A state law that had protections for transgender people failed to pass shortly before the attack. Gov. Martin O'Malley said he intended to work with the legislature on a bill to provide more protections for transgender people. In addition, Howard County passed a county law protecting transgender people within its boundaries.

==The incident==
Shortly before 8 p.m. on April 18, 2011, two teenagers beat a transgender woman at a McDonald's in Rosedale, an unincorporated community in Baltimore County, Maryland, in Greater Baltimore. The McDonald's, located at the 6300 block of Kenwood Avenue, was in proximity to the Golden Ring Mall.

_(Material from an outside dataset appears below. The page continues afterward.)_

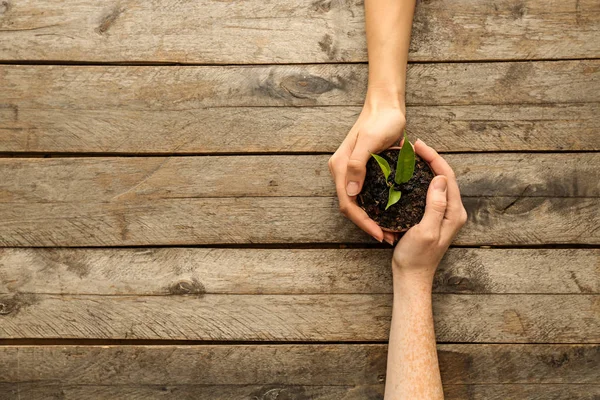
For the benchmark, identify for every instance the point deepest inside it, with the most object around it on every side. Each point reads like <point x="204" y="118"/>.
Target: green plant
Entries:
<point x="404" y="170"/>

The victim, Chrissy Lee Polis, was 22 at the time of the attack. Polis, then a resident of Baltimore, said that she was going to use a restroom, when a female individual spat in her face. Then she and another female person started attacking Polis. One of the attackers was 14 years old. A McDonald's employee, Vernon Hackett, filmed the beating and the attempts of another employee and a customer to intervene in the attack. Other McDonald's employees in the video are heard to be laughing. Hackett was fired on April 23, after making transphobic remarks about Polis on Facebook.

The beating lasted for several minutes. Weijia Jiang of CBS Baltimore said, "Then after a powerful blow to the head, the victim appears to have a violent seizure, and as she bleeds from the mouth, spectators warn the attackers to flee before cops arrive." Polis said that she had been intoxicated during the attack, and that she had a seizure. She received cuts to the face and mouth. Polis stated that she believed that being transgender was to blame for the assault.

==The video==
The three-minute video of the incident was posted online and became popular. Justin Fenton of The Baltimore Sun said that the video was "apparently" first posted on YouTube but was later taken down. The same video later was posted to other websites, including WorldStar HipHop. On one website, the video received over 500,000 views by the early evening of April 22, 2012.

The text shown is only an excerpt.